Explaining Explainability: Recommendations for Effective Use of Concept Activation Vectors
Angus Nicolson, Lisa Schut, J. Alison Noble, Yarin Gal
TL;DR
This paper investigates three properties that can distort CAV-based explanations: layer inconsistency, entanglement, and spatial dependence. It formalizes hypotheses, develops tools to detect each property, and demonstrates their impact via experiments on Elements and ImageNet, including a melanoma use-case. The Elements synthetic dataset enables controlled study of ground-truth concept–class relationships and concept entanglement, while spatially dependent CAVs enable testing translation invariance. The authors provide concrete practitioner recommendations—use multiple layers, verify concept dependencies, and visualise spatial dependence—and release Elements to facilitate further research in interpretability methods. Overall, the work clarifies when CAVs produce reliable explanations and how to diagnose and leverage their properties for deeper model understanding.
Abstract
Concept-based explanations translate the internal representations of deep learning models into a language that humans are familiar with: concepts. One popular method for finding concepts is Concept Activation Vectors (CAVs), which are learnt using a probe dataset of concept exemplars.

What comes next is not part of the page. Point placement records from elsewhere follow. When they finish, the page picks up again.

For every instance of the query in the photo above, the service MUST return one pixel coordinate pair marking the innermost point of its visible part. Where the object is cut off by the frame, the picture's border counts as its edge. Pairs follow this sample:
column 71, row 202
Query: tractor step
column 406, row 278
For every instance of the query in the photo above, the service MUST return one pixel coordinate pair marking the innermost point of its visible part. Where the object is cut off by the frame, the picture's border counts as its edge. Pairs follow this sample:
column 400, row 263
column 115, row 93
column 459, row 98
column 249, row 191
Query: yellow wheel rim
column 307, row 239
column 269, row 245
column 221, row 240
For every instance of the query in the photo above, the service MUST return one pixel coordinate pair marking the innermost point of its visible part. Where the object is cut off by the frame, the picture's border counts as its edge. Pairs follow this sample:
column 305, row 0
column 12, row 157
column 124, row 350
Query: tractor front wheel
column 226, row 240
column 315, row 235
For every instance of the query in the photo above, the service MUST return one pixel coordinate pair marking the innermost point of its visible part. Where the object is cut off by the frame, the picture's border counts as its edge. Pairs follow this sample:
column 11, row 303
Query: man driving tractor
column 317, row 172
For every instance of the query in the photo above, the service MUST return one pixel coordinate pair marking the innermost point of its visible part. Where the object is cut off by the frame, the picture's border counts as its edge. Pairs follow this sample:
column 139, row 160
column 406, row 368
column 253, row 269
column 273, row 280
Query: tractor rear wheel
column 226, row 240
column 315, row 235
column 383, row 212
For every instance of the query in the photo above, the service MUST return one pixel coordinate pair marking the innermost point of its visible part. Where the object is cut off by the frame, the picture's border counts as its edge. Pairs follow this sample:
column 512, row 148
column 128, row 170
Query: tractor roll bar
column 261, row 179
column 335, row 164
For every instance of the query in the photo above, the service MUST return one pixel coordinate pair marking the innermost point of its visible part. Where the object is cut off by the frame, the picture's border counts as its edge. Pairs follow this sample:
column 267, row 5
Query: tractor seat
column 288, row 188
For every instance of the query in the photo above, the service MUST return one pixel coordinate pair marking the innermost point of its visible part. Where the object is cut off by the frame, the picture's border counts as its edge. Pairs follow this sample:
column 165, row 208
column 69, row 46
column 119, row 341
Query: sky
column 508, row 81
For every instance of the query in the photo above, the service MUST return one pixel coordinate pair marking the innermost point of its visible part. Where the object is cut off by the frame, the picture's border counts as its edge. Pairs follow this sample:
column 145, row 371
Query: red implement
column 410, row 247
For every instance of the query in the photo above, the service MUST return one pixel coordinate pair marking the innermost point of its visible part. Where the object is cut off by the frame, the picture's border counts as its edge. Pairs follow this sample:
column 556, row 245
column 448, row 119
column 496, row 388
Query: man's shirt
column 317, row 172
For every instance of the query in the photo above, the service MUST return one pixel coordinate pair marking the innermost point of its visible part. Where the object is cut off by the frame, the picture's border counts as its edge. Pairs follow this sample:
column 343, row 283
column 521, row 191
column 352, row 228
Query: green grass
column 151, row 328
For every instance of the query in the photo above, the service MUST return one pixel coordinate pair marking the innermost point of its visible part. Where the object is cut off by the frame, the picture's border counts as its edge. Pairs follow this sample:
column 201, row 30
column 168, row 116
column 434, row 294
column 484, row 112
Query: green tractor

In this work, we investigate three properties of CAVs: (1) inconsistency across layers, (2) entanglement with other concepts, and (3) spatial dependency. Each property provides both challenges and opportunities in interpreting models. We introduce tools designed to detect the presence of these properties, provide insight into how each property can lead to misleading explanations, and provide recommendations to mitigate their impact. To demonstrate practical applications, we apply our recommendations to a melanoma classification task, showing how entanglement can lead to uninterpretable results and that the choice of negative probe set can have a substantial impact on the meaning of a CAV. Further, we show that understanding these properties can be used to our advantage. For example, we introduce spatially dependent CAVs to test if a model is translation invariant with respect to a specific concept and class. Our experiments are performed on natural images (ImageNet), skin lesions (ISIC 2019), and a new synthetic dataset, Elements. Elements is designed to capture a known ground truth relationship between concepts and classes. We release this dataset to facilitate further research in understanding and evaluating interpretability methods.